В одно из посещений детского дома, в самом углу комнаты он увидел играющую с куклой рыжую кудрявую девчушку. Она сидела к нему спиной, тщательно расправляя каждую складочку пышной юбки своей подопечной. Прежде чем первая разумная мысль пробилась к его сознанию, он бросился к девочке и развернул ее к себе. Девочка испуганно заморгала. Это была не Элиза.
Той же ночью, когда долгожданное забвение, наконец, избавило его от тупой боли в сердце, он увидел странный сон. Его Элиза бежала по длинному коридору родного дома. Она что-то сжимала в кулачке и заливисто смеялась. Рядом с ней прыгал маленький черный шарик, норовя обогнать девочку. У самой лестницы Элиза замахнулась и кинула снежок в курносого темноволосого мальчика. Тот увернулся, снежок пролетел мимо и размазался по лицу странного существа в зеленой треугольной шляпе. Тот удивленно замер на мгновение, а потом расхохотался вместе со всеми. Элиза резво скатилась вниз по перилам и, добежав до окна, зачерпнула новую горстку снега. Прозрачная занавеска взметнулась вверх и укутала ее рыжие кудряшки. Целая стая снежинок ворвалась в дом сквозь разбитое стекло. Рядом запорхали две крохотные фигурки и, быстро шевеля полупрозрачными крылышками, прыгнули в карманы мальчишки.
Из раскрытого окна выглянула большая темнокожая голова с красным колпаком на макушке, следом появились широкие плечи, а затем большие ручищи аккуратно просунули в дом стопку дров и опустили ее на дубовый пол. По несколько поленьев тут же выхватили остроухое зеленое существо и Элиза, которая отбросила заготовленный снежок, а затем оба, весело прыгая по ступенькам, побежали наверх. Мальчик тоже оставил метлу, которой подметал пол от искрящихся в свете канделябров осколков, и, схватив оставшиеся дрова, бросился следом. Очевидно, в доме было очень холодно. На первом этаже не осталось ни одного целого окна.

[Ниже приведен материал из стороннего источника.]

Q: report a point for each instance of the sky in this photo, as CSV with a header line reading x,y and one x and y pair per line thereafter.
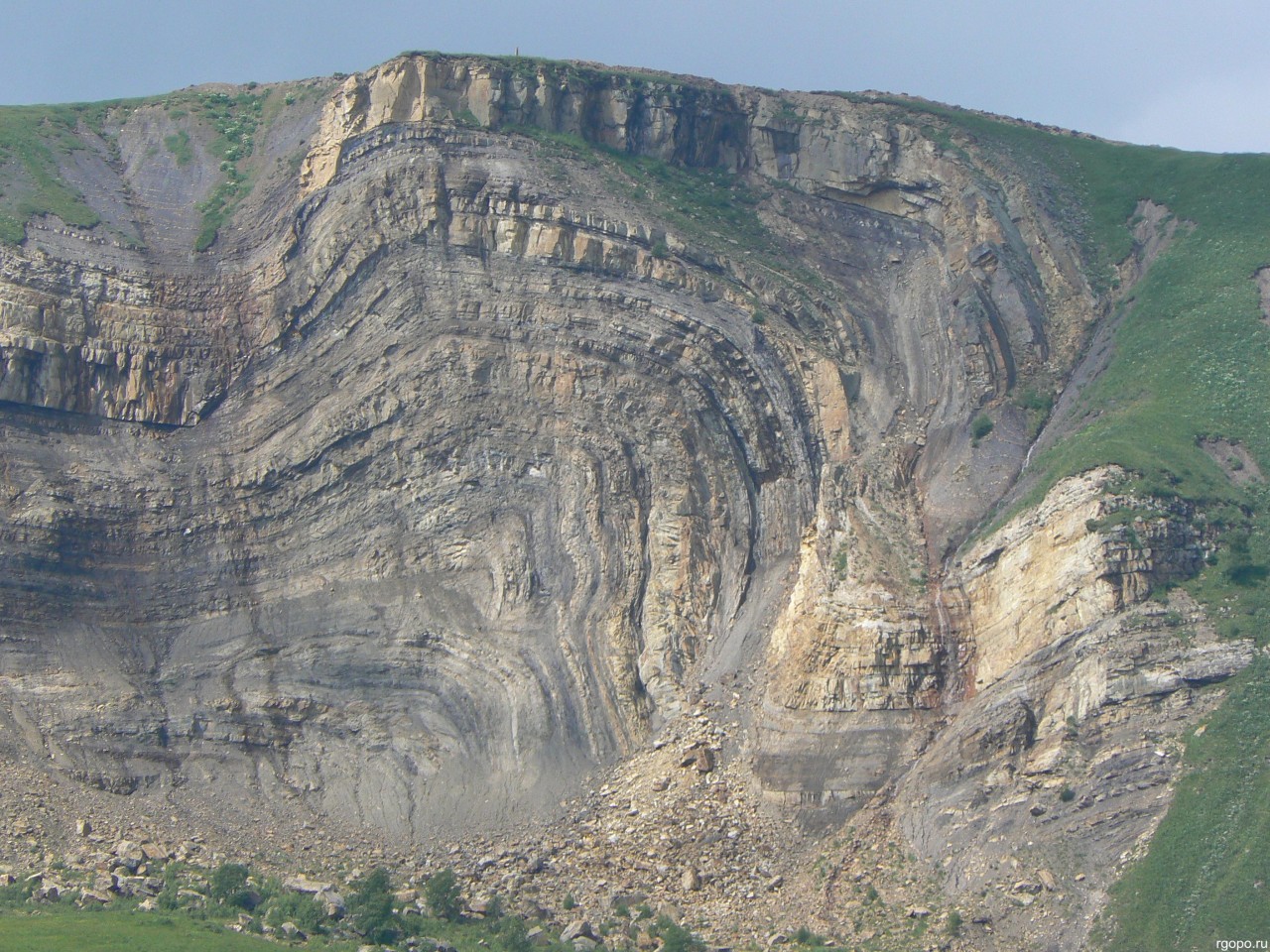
x,y
1178,72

«Что же тут произошло?» – подумал Андриан и проснулся.
Он долго еще лежал в постели, боясь пошевелиться и потерять то дурманящее чувство легкой радости. Где-то в глубине уже просыпался монстр неверия. Скоро он разуверит его в увиденном, разграничит сон с реальностью, поглотит эту легкость, а затем навалится на самое сердце. Но пока, впервые за долгие восемь лет, он дышал полной грудью, в которой билось вырвавшееся на мгновения из оков горя сердце.
Всю следующую неделю Андриан пытался жить как обычно. Но что-то в глубине души пробудилось после этого сна. И Андриан никак не находил покоя, пока наконец не решил, что настала пора вернуться в родной дом, несмотря ни на что. С этого момента все в нем стало на свои места, и оставалось только собраться в дорогу, нанять прислугу, передать дела бизнеса управляющим, и ехать… ехать домой!
Еще спустя месяц, когда он был готов к отъезду, пришло прошение из детского дома. По устоявшемуся обычаю Андриан приехал лично. Финансы требовались не малые – в перспективе была постройка дополнительного корпуса. Чтобы безотлагательно уладить дело, Андриан принял решение задержаться еще на сутки. Он отдал необходимые распоряжения и лично проследил за их выполнением.
В благодарность, директор детского дома пригласил Андриана на праздничный ужин. Отказать Андриан не смог.
И вот, праздничным вечером, после ужина, стоя поодаль, в неясных сумерках он смотрел на брошенных и осиротевших детей, и сердце его в очередной раз дрогнуло. Некоторые из них были словно инородные вкрапления, их окутывал какой-то ореол одиночества. Они замерли кто где среди играющих и общающихся между собой детей.